Roxy Music vers 1973, l’androgynie personnifiée, l’ère berlinoise, les sessions de Heroes Bowie, la raison pour laquelle nous, les humains, aimons la musique… les cartes de stratégies obliques. Toutes ces réflexions et ces moments dans le temps – souvenirs de l’illustre carrière de Brian Eno, qui s’étend sur cinq décennies – apparaissent sur l’écran du Théâtre Maisonneuve – parfois seuls, parfois en un seul ensemble fou. Et cette paire ou itération spécifique ne sera jamais montrée à l’écran à nouveau. Cette itération n’est destinée qu’à nous, le public.
ENO. est un documentaire génératif sur l’impulsion artistique et l’histoire du grand Brian Eno, le père de la musique ambiante, un producteur de musique recherché et l’une des raisons pour lesquelles les synthétiseurs sont devenus courants. Créé par le cinéaste Gary Hustwit, le film utilise la technologie de l’intelligence artificielle pour créer une expérience visuelle différente à chaque projection. Hustwit lui-même mixe le film en direct et le guide parfois depuis la console BRAIN ONE sur scène.

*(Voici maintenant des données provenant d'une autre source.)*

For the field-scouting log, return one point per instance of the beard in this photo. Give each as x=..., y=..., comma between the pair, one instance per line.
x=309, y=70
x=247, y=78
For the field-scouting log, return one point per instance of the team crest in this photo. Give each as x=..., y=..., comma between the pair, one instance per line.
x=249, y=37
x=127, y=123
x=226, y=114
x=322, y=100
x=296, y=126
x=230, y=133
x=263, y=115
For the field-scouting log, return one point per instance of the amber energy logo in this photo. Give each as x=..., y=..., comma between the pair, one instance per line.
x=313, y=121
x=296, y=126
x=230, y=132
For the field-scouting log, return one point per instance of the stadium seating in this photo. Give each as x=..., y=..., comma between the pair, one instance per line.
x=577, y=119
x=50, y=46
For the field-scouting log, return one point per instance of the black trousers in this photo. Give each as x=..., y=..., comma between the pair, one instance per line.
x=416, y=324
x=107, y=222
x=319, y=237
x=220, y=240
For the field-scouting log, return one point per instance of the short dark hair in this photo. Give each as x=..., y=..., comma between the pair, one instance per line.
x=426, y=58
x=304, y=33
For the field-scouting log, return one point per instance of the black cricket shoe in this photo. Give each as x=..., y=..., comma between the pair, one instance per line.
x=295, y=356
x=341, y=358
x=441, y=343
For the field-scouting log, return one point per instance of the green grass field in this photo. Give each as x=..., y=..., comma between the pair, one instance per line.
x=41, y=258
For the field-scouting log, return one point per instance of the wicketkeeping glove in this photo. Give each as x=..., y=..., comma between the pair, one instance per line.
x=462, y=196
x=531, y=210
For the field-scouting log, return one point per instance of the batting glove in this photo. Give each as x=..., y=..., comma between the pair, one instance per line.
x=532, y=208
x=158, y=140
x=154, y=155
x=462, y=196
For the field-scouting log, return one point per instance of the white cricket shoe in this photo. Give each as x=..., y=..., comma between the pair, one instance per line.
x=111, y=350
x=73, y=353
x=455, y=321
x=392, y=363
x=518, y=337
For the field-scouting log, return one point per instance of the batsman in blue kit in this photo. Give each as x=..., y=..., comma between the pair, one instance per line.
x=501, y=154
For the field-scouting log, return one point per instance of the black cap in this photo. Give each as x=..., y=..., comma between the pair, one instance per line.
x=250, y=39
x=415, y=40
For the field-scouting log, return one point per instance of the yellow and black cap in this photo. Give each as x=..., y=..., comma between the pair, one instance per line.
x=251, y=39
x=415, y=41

Grâce à des archives de plus de 500 heures de sessions en studio, d’interviews, de vidéos musicales et autres, ainsi qu’aux quelque 50 heures que Hustwit a obtenues d’Eno lui-même, ce film est un trésor pour tout amateur de musique ou artiste – parfait pour le public de MUTEK.
Le style documentaire génératif a été le seul moyen pour Hustwit de convaincre Eno d’accepter de participer au projet. Pour quelqu’un dont la carrière a été à la pointe de la technologie et de la créativité musicales et qui a changé notre façon de faire et d’écouter de la musique, je ne vois pas de meilleur sujet pour ce style émergent.
Je ne peux que dire ce que nous avons vu, qui a suivi de nombreuses tendances des documentaires musicaux : une ascension vers la célébrité, des séances de studio floues avec Bowie, John Cale, U2, la vie quotidienne d’Eno, qui a maintenant plus de 70 ans, mais aussi des moments d’abstraction pure, mis en évidence par des obélisques multicolores, des disques, et des dessins numériques cubistes.
Still from ENO.
Le film fait aussi parfois des sauts dans le temps, comme le montre l’écran qui affiche un certain nombre de séquences telles que : eno._1975_discreetmusic, Dutchtv_interview_hats, Bowie_milk_ambient. C’est l’IA qui décide du prochain morceau à montrer et les résultats sont parfois extraordinaires, d’autres fois un peu égoïstes. On ne sait jamais vraiment quel moment du temps va suivre avec Eno, ce qui en fait un film vivifiant à regarder. Bien qu’il ait été réalisé par un cinéaste, il y a quelques tendances à suivre un flux narratif. Par exemple, lorsque Eno s’amuse avec un Ominchord et que Hustwit lui demande s’il a utilisé l’instrument pour d’autres musiques, Eno évoque Apollo. La transition est trop parfaite pour être générée de manière aléatoire, mais d’un autre côté, ce n’est peut-être pas le cas.
Eno est également une source documentaire parfaite. Il tenait des piles de journaux, possédait de véritables archives de bandes magnétiques et tous les formats d’enregistrement connus de l’homme, ainsi qu’une mémoire fantastique. Sa vision de l’art en général est une véritable source d’inspiration. Je pourrais passer des heures à l’écouter divaguer sur l’abstraction de l’art, son processus créatif et la façon dont les chansons sont écrites. Il y a aussi quelques moments drôles de vieil homme lorsqu’il s’énerve contre les publicités constantes sur YouTube avant de jouer Open & Close de Fela Kuti et de parler de l’énorme inspiration qu’il a eue pour lui et pour son travail avec Bowie et Talking Heads. Le documentaire regorge de ces moments en or de l’histoire de la musique.
Cette version particulière de Eno. a mis l’accent sur l’abandon à l’art, ou dans ce cas à l’IA, ce que Hustwit doit faire chaque fois qu’il montre le film. Par exemple, cette version ne contient pas d’interviews de David Byrne, l’une des parties préférées de Hustwit. Il a parlé en détail de cet « abandon » artistique pendant les questions-réponses, ainsi que de l’avenir de la technologie générative dans l’industrie cinématographique. Ce film m’a donné envie de me plonger dans les œuvres les plus obscures d’Eno, mais il m’a aussi fait réfléchir à la structure des films, de la musique et de l’art. Pourquoi l’être humain aime-t-il la répétition ? Pourquoi regardons-nous le même film encore et encore ? Pourquoi n’avons-nous pas encore franchi le pas vers plus d’abstraction et de hasard dans l’art ? ENO. est innovant parce qu’il est l’un des premiers à le faire.